# awning light and hab door light



## kevjeff (Nov 3, 2012)

hi all i cant remember when you turn off the alarm the hab interia light should come just above the door as well as the awning light is there a fuse someware


----------



## rosalan (Aug 24, 2009)

Please could you give a bit more information. You have a Tracker I believe. You could ask your dealer or White Arches who have one for sale.
What year, what alarm system, what alarm setting.
I am also not sure why the interior lights should come on when setting the alarm (perhaps they should), usually the external lights will let you know when the alarm is set or disabled but I could be wrong in your case.
Sorry to offer little help.

Alan


----------



## Mrplodd (Mar 4, 2008)

The awning light and interior over the door light operate when the ecntral locking is operated (on OR off). Your alarm system SHOULD be linked to the central locking.
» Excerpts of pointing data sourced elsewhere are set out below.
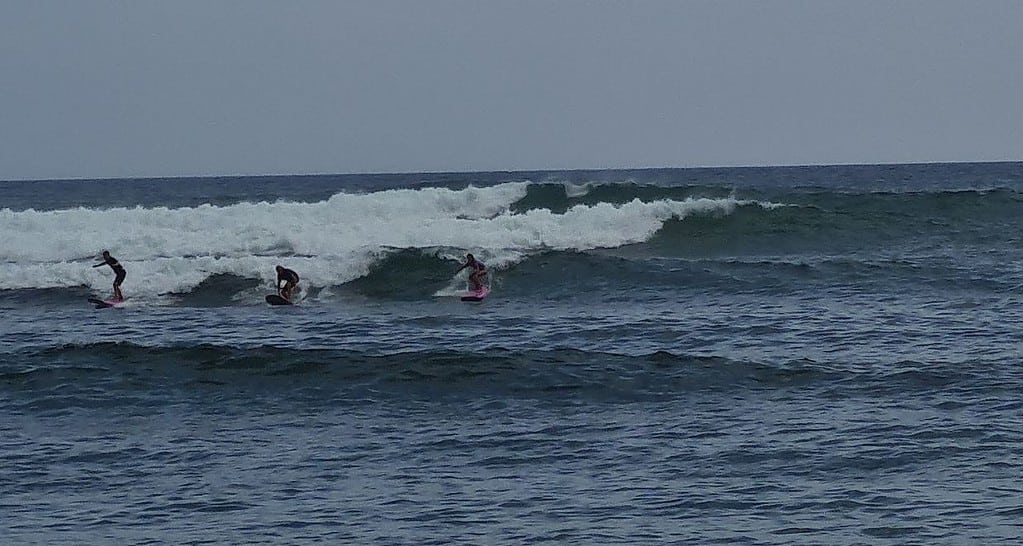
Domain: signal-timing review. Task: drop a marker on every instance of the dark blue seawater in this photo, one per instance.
(818, 355)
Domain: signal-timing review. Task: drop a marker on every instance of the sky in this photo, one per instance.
(142, 88)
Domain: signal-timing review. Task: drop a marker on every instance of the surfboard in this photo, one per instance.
(276, 300)
(476, 296)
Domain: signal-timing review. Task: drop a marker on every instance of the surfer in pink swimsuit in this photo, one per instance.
(479, 271)
(291, 279)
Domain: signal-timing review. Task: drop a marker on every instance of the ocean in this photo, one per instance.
(799, 355)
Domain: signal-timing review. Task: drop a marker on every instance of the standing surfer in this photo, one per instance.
(291, 279)
(119, 274)
(479, 271)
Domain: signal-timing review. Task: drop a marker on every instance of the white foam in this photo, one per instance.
(328, 242)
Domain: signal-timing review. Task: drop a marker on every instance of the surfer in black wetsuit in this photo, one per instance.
(479, 271)
(291, 279)
(119, 274)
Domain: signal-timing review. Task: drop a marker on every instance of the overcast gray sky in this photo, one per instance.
(207, 87)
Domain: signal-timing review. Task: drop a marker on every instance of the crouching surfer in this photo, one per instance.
(119, 274)
(479, 271)
(291, 280)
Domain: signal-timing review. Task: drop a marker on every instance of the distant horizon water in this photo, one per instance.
(764, 355)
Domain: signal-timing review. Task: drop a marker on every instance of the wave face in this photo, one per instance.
(331, 242)
(667, 356)
(403, 241)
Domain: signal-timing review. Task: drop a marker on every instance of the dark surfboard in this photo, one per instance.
(276, 300)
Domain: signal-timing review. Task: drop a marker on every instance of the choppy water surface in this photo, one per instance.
(755, 356)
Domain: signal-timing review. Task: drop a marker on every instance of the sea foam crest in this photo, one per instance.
(328, 242)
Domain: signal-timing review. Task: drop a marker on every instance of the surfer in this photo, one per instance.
(291, 279)
(119, 274)
(479, 271)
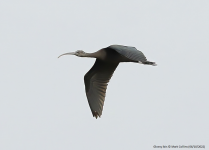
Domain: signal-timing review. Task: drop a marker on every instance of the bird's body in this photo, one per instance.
(97, 78)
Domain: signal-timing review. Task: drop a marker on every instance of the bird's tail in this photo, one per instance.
(149, 63)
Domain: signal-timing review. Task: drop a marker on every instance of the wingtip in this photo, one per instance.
(96, 114)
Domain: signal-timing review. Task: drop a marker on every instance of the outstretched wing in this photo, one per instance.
(129, 52)
(96, 81)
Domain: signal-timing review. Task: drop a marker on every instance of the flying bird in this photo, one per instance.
(97, 78)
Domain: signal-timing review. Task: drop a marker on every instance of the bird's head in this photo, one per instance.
(78, 53)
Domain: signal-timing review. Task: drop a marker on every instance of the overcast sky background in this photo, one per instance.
(43, 105)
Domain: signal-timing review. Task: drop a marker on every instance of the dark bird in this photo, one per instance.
(97, 78)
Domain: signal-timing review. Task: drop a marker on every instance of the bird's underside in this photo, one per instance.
(97, 78)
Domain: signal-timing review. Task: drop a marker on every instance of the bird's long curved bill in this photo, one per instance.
(71, 53)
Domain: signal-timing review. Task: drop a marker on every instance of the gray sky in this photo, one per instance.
(42, 101)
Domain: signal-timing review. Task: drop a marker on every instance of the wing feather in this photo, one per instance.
(96, 81)
(129, 52)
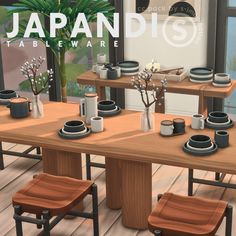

I dont think there is a seperate fuse for them, they are linked to the other internal lights. I know that for a fact 'cos I blew the fuse for them yesterday whilst "tinkering"


----------



## philoaks (Sep 2, 2008)

Just checked mine and it's the same as Mrplodd. Awning light and interior light both come on both on locking and unlocking the van, either with the key or the alarm fob.

The interior light also has its own switch so you can operate it independently. On mine it's part of the assembly that incorporates the step switch. Not sure if yours is the same, if so, can you operate it manually? If you can that proves the light itself is ok so it must be then a problem with the way it is fed when the locking is operated.


----------



## kevjeff (Nov 3, 2012)

can work both lights off there own switch the alarm is autowatch 695 when i press the alarm the step comes out no problems with the step


----------



## philoaks (Sep 2, 2008)

Do both lights come on if you lock/unlock the van with the key as opposed to the alarm fob. If they don't then that may point to a fault with the light/central locking interconnection as opposed to the alarm wiring. Still not sure where you would start looking though :?


----------



## kevjeff (Nov 3, 2012)

have had no luck with the key still no good


----------